Faisons avancer le schmilblick du soutien aux startups

Les dispositifs de soutien direct aux créateurs d’entreprises ont rarement fait l’objet d’évaluation

 

Les aides directes sans remboursement visant à soutenir la création d’entreprises sont nombreuses. Mais il n’est malheureusement pas possible de distinguer, pour certaines de ces aides, celles qui bénéficient aux créateurs et celles qui bénéficient aux repreneurs.

Tant en montant qu’en nombre de bénéficiaires, les dispositifs les plus importants visent les chômeurs ou les bénéficiaires de minima sociaux :

- les exonérations sociales et fiscales visent en particulier les demandeurs d’emploi et les indépendants ;

- les subventions, qui représentent environ le double du montant des exonérations, sont également massivement orientées vers les créations d’entreprises par les chômeurs ou les personnes bénéficiant de minima sociaux à travers l’activation des dépenses sociales et la possibilité d’investir une partie de ses droits à allocation chômage dans son entreprise ou de bénéficier du cumul de son allocation et des revenus de son entreprise.

 

Ces dispositifs permettent notamment à cette catégorie de créateurs, aux moyens financiers a priori limités, de disposer soit de ressources pendant la période initiale où l’activité de leur entreprise ne permettrait pas de subvenir à leur besoin, soit d’un pécule qui peut compléter les fonds propres de leur entreprise.
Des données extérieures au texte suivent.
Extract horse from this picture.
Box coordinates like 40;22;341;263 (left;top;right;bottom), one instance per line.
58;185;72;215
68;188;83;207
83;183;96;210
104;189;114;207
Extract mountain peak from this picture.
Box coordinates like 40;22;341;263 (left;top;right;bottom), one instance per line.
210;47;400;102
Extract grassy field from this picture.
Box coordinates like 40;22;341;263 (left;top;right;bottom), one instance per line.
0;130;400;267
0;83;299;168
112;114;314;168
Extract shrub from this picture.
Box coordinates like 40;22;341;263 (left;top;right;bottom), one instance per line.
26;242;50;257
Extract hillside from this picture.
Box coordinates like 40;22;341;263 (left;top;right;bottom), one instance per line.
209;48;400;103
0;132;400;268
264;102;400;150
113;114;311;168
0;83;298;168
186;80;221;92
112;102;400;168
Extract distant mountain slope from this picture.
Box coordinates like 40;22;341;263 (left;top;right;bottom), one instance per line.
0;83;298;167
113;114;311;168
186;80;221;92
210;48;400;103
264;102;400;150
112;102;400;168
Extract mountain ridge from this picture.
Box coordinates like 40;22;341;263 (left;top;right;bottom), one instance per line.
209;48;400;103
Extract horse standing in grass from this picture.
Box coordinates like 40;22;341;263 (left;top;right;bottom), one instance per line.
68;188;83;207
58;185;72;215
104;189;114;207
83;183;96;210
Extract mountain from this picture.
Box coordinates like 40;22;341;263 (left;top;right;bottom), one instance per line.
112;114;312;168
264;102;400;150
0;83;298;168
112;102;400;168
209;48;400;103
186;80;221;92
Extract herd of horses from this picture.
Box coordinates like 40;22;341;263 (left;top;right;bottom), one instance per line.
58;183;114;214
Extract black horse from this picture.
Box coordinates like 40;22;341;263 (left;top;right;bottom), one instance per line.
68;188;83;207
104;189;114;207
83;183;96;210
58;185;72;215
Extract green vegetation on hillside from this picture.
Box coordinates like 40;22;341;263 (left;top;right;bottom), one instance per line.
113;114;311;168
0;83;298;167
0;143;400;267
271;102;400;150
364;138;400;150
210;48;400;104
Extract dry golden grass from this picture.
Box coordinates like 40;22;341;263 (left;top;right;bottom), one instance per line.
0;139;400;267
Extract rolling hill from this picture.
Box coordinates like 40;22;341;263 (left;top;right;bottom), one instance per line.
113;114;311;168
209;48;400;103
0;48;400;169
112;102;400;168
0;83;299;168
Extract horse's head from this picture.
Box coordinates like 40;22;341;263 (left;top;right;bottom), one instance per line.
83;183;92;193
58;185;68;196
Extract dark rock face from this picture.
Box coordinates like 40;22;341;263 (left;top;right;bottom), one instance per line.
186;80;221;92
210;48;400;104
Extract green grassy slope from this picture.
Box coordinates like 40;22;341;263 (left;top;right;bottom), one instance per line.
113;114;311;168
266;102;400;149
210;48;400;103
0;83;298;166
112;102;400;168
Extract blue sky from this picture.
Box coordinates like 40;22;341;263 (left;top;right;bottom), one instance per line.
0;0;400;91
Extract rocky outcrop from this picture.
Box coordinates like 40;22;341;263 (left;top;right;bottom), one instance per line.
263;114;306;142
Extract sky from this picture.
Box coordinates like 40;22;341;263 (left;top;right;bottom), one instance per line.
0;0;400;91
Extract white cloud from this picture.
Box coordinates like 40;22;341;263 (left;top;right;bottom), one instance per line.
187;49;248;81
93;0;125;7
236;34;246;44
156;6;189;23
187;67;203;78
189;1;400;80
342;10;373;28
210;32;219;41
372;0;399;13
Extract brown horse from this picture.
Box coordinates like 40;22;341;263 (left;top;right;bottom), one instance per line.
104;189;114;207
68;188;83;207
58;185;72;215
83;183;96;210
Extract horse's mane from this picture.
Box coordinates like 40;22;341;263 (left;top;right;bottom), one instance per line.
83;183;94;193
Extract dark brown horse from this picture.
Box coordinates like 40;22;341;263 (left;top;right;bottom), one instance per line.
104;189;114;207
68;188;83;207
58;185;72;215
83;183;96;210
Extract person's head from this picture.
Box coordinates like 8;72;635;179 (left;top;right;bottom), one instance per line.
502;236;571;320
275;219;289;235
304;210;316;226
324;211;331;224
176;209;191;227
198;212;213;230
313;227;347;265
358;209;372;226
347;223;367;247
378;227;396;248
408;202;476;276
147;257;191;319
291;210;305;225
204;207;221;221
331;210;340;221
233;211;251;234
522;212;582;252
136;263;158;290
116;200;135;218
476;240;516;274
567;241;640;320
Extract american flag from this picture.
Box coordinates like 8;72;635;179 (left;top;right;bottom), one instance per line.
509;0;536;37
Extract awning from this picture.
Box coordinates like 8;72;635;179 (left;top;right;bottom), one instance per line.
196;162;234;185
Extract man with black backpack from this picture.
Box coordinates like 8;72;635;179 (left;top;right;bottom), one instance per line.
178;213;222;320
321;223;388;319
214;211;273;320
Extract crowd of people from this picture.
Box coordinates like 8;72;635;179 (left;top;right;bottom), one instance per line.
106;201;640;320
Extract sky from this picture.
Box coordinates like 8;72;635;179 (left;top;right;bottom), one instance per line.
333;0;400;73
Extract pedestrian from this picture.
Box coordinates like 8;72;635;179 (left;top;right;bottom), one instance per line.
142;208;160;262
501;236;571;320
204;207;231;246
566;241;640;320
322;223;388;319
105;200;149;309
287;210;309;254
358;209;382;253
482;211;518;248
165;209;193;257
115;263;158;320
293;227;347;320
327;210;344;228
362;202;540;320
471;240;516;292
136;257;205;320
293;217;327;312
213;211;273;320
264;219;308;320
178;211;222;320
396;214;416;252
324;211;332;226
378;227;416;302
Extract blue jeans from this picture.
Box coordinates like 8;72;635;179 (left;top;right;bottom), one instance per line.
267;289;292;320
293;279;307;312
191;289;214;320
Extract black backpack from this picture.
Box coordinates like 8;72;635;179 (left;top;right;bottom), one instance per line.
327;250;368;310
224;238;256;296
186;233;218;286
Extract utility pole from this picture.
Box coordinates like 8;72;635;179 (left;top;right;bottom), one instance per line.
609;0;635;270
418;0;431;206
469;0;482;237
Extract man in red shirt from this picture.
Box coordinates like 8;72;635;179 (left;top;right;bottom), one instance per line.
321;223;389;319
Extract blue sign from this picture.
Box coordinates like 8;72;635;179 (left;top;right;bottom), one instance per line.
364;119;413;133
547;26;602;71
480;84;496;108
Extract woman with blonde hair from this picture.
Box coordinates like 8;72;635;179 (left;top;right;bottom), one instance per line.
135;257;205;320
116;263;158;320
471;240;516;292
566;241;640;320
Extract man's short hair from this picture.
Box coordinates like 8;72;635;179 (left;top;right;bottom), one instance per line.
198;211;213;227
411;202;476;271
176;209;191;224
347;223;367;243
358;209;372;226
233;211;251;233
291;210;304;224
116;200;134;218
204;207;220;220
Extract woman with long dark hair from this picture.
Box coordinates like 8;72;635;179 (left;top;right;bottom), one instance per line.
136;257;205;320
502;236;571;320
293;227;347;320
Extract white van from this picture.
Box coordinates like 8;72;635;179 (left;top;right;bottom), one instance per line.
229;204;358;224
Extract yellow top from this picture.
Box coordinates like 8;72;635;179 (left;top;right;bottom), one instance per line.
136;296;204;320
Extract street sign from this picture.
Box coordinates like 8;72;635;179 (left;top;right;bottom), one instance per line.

Par ailleurs, leurs charges sont réduites pendant les premiers mois voir les premières années. La majorité des chômeurs créateurs bénéficie de cette exonération.

Les dispositifs de subventions et d’exonération ont rarement fait l’objet d’évaluation et sont, en règle générale, mal suivis. Leur coût et le nombre de leurs bénéficiaires, notamment concernant les dispositifs les plus massifs, sont mal connus ce qui rend difficile la mesure de leur impact et de leur efficacité.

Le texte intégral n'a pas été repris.